The Last Human Internet
There’s a strange sadness in realizing that the internet we once knew is gone.
For decades, the web was messy, chaotic, contradictory — but above all, it was human. Every forum rant, every late-night blog entry, every typo in a Wikipedia edit carried the unmistakable imprint of a real person sitting behind a keyboard. It was noisy and imperfect, but it was ours.
Now we’re crossing a one-way threshold. The internet is no longer a pure record of humanity speaking to itself. It’s becoming a hall of mirrors where machine-generated text blends seamlessly with human voices. Articles, comments, even scientific papers are written by systems that have read too much of themselves already. The boundary between human expression and machine output blurs more with each passing month.

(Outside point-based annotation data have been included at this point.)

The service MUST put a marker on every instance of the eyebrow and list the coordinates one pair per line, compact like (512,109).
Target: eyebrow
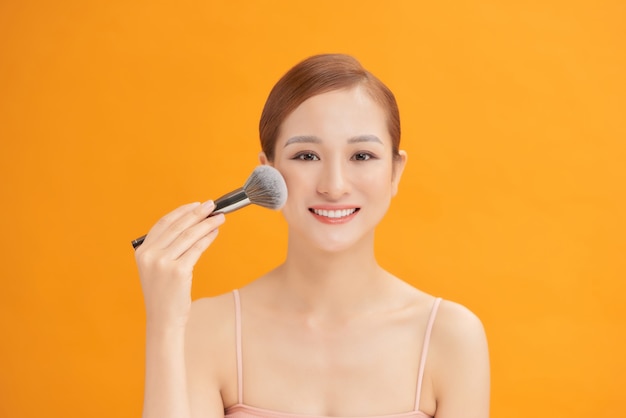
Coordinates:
(315,140)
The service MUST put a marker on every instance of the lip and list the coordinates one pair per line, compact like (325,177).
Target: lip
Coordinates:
(334,220)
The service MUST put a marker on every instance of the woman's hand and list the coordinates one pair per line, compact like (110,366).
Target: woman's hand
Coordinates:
(166,260)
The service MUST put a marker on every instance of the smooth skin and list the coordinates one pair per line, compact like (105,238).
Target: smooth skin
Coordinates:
(328,332)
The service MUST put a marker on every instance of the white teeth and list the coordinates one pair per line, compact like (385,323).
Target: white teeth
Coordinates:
(334,213)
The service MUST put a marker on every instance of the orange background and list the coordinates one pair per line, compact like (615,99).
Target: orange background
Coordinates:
(114,112)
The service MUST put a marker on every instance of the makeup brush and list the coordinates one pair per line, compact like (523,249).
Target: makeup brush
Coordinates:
(265,187)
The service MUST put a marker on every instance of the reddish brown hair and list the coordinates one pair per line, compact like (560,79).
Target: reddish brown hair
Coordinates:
(321,74)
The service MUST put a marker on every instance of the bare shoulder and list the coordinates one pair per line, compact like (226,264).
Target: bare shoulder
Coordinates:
(459,358)
(456,324)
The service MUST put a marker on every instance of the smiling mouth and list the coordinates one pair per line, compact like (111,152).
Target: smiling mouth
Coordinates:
(334,214)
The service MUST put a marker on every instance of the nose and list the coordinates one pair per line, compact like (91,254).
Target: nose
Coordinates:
(333,181)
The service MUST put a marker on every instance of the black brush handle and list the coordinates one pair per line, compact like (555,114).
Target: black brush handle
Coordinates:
(225,204)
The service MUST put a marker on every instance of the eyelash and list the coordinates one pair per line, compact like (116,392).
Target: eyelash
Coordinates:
(311,156)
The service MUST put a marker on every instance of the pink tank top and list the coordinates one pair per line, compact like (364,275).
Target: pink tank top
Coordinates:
(241,410)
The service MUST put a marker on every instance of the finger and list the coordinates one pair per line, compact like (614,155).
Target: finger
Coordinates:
(186,220)
(192,255)
(162,224)
(188,238)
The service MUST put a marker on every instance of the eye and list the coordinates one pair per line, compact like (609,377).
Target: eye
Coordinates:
(306,156)
(362,156)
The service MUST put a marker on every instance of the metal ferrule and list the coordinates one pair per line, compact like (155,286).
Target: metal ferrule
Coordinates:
(231,201)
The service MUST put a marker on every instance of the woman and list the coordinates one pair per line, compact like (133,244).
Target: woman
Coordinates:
(328,332)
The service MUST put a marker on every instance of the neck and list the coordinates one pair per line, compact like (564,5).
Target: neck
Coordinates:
(327,283)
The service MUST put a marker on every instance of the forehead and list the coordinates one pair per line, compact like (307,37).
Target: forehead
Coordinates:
(337,114)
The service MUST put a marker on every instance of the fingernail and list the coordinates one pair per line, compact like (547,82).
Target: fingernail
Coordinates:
(209,204)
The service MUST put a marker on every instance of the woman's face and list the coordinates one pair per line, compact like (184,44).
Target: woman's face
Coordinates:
(335,154)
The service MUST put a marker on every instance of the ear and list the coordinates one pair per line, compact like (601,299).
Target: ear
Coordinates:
(263,159)
(398,168)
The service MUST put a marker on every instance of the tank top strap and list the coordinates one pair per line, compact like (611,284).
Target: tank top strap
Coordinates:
(420,374)
(239,350)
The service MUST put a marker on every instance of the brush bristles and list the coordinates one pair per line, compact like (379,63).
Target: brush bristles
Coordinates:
(266,187)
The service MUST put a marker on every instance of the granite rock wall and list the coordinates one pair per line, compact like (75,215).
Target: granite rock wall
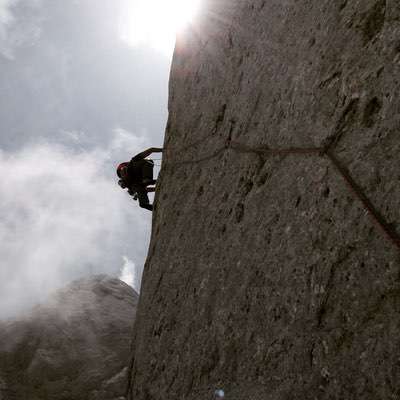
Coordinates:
(266,274)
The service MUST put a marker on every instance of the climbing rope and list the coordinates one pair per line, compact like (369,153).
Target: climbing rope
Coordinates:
(326,151)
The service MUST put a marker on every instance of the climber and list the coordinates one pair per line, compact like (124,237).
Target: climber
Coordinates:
(137,174)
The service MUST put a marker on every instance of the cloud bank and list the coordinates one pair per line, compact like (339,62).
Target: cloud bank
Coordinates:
(62,217)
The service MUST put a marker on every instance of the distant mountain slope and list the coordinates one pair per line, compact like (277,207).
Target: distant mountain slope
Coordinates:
(75,347)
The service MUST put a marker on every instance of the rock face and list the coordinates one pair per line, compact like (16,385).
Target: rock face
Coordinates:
(76,347)
(266,275)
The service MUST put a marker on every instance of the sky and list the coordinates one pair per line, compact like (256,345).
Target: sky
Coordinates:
(83,87)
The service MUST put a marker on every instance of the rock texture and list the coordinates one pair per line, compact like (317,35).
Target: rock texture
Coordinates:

The first wave of large language models was trained on a world that doesn’t exist anymore — a world where human text was abundant and untainted. Those early models, clumsy though they were, carry within them something like a time capsule. They reflect the way people actually thought, argued, and dreamed online before the flood. They are imperfect artifacts, but they’re pure in a way no new model ever will be.
Future models will be more capable, more useful, more “aligned.” But they will also be less human. They will echo the echoes of themselves. And as they shape the way we communicate, they’ll also reshape the very data that the next generation trains on. Slowly, the signal of humanity will dilute into an ocean of synthetic reflections.
Maybe archivists and researchers will preserve snapshots — frozen corpora from 2021 or before, little jars of language collected before the contamination spread. Maybe someone will train a “Human Internet Archive Model” and keep it alive for future generations, the way we keep old books in libraries. But it won’t be the same as living in that world, when every strange corner of the web was written by someone with a beating heart.
The transition is happening quietly. No alarm bells ring. No headlines announce: “The last day of the purely human web.” But in a very real sense, that day has already passed.
And it feels like losing something we’ll never get back.